Understanding White Blood Cell Count – Normal, High, & Low

High white blood cell count

A high blood cell count is also known as leukocytosis, and it is typically diagnosed when levels are higher than 11,000/μL. The white blood cells are produced by the bone marrow when the immune system is stimulated in some way. They are cleared from the blood by the spleen, and these cells are very important for inflammation. Thus, a high blood cell count usually points to one of the following causes:

  • Infections: A common cause of high white blood cell count, usually a bacterial infection.
  • Leukemia and lymphoma: They are cancers related to the immune system, and activate the production of new white blood cells by genetic aberrations and through the activation of oncogenes.
  • Extensive tissue damage: In trauma, extensive wounds or burns, the immune system becomes activated, and white blood cells are typically found in higher levels.
  • Acute or chronic inflammation: In autoimmune disease, allergies, and other inflammatory problems, white blood cells are usually higher than normal or borderline.
  • Cigarette smoking and drugs: Cigarette smoking triggers inflammation and stimulates the production of white blood cells. Similarly, patients who are using corticosteroids heparin, lithium, albuterol, and similar drugs, are likely to find a higher level of white blood cells in their complete blood count.

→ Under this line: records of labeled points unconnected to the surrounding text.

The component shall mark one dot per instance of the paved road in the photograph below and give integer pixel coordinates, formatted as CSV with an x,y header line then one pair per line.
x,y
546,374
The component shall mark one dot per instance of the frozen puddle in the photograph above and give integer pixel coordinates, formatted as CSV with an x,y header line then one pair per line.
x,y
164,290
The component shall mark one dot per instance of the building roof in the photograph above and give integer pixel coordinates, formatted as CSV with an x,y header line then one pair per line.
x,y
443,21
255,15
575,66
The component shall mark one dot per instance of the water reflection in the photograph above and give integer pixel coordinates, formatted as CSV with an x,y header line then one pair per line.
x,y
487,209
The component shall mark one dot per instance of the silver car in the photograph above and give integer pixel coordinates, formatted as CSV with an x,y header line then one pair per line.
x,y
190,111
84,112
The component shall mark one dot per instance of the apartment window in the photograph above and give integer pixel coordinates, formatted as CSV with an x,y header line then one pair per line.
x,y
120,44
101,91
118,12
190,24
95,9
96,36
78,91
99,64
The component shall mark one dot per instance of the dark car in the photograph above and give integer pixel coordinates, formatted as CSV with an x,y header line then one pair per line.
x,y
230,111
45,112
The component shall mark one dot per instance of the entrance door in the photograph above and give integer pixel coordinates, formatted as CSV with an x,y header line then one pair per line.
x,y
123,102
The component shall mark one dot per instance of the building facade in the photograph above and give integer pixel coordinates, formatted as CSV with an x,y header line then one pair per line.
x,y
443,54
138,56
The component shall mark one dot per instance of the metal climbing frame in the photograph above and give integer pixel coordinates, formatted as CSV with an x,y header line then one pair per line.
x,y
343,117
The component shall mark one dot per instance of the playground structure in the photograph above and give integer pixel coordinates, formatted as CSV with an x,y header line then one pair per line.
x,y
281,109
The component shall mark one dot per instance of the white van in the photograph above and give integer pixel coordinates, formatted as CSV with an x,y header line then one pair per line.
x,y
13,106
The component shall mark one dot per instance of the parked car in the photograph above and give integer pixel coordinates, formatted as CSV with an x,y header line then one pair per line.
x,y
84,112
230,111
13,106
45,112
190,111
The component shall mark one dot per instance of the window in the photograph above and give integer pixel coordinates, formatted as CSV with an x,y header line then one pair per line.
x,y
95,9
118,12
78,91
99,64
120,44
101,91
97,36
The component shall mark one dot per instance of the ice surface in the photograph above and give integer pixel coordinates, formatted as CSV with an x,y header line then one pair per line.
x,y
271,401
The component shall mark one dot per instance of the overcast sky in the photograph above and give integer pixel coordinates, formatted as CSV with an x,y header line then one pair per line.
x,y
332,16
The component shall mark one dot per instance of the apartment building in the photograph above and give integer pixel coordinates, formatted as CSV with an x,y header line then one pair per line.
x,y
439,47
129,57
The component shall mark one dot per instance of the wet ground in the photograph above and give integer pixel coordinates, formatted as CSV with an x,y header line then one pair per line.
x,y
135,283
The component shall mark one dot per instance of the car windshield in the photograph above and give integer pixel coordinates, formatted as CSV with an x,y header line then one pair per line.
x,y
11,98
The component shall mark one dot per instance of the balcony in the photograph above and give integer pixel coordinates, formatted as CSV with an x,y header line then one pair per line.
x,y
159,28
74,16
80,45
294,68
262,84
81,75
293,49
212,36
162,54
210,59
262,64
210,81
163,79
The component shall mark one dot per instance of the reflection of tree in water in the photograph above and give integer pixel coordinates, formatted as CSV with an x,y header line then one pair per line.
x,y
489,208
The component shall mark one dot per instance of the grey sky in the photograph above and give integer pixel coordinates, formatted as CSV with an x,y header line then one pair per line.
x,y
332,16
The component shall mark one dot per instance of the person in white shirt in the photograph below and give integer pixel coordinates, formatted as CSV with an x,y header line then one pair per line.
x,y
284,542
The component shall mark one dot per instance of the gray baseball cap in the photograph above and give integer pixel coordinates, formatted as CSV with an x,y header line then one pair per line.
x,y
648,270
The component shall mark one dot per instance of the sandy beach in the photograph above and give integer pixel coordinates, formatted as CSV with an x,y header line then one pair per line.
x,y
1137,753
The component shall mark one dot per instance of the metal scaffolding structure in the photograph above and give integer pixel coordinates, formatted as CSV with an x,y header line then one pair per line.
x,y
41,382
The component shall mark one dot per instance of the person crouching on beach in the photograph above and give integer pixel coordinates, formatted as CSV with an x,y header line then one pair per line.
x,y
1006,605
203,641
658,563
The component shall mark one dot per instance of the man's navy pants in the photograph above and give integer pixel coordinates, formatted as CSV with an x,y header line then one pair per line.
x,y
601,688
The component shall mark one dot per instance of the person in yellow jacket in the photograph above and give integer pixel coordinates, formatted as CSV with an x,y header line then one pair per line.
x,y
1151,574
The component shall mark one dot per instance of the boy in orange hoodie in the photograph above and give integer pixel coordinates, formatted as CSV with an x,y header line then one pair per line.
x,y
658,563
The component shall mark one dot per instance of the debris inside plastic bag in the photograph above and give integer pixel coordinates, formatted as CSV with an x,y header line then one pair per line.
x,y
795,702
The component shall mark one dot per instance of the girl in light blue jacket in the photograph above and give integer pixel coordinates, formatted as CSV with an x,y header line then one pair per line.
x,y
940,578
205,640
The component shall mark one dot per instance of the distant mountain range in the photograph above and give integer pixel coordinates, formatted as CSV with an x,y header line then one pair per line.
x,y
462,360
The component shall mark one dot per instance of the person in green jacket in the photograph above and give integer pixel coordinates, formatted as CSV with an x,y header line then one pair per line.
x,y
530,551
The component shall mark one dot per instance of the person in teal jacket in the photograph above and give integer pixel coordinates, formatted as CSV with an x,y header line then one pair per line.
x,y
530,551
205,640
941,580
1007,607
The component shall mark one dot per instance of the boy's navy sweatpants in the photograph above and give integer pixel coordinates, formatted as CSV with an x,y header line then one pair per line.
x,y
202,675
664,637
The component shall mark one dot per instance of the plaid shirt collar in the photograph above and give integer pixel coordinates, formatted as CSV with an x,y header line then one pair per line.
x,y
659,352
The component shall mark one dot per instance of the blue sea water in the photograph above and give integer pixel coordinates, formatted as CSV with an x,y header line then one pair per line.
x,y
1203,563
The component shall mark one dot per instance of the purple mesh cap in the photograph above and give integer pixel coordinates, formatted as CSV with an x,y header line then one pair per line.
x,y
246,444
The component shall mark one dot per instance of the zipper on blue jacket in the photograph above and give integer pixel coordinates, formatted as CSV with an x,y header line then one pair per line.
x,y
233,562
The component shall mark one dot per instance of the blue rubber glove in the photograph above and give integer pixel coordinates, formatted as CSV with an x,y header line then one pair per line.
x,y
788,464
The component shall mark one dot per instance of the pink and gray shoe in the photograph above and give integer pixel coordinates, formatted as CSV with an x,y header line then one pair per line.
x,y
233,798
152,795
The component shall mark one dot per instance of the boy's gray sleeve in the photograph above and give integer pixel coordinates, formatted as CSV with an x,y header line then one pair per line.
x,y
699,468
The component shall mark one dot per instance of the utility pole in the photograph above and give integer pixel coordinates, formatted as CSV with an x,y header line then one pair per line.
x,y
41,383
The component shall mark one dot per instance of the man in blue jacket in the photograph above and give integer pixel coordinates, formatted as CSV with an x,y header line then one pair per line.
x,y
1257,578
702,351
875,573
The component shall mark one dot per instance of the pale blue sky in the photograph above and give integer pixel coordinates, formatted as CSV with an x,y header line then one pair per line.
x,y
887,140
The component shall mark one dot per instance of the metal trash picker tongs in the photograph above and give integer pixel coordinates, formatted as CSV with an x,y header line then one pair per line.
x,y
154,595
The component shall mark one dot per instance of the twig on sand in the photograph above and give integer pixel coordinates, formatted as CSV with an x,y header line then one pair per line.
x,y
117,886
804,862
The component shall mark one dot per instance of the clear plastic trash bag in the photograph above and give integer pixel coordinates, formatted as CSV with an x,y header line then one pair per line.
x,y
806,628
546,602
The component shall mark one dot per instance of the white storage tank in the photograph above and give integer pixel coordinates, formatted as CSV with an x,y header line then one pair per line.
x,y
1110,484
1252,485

Cases of high white blood cell count are usually investigated by considering the proportion of white blood cells. This will give a very important clue in cases of infectious diseases. When there’s a higher proportion of neutrophils, bacterial infections are the likely cause. In cases of high levels of lymphocytes, the viral disease is commonly suspected. Higher eosinophil count typically points out to fungi or parasitic infections, and a higher count of basophils is associated with inflammation and allergies.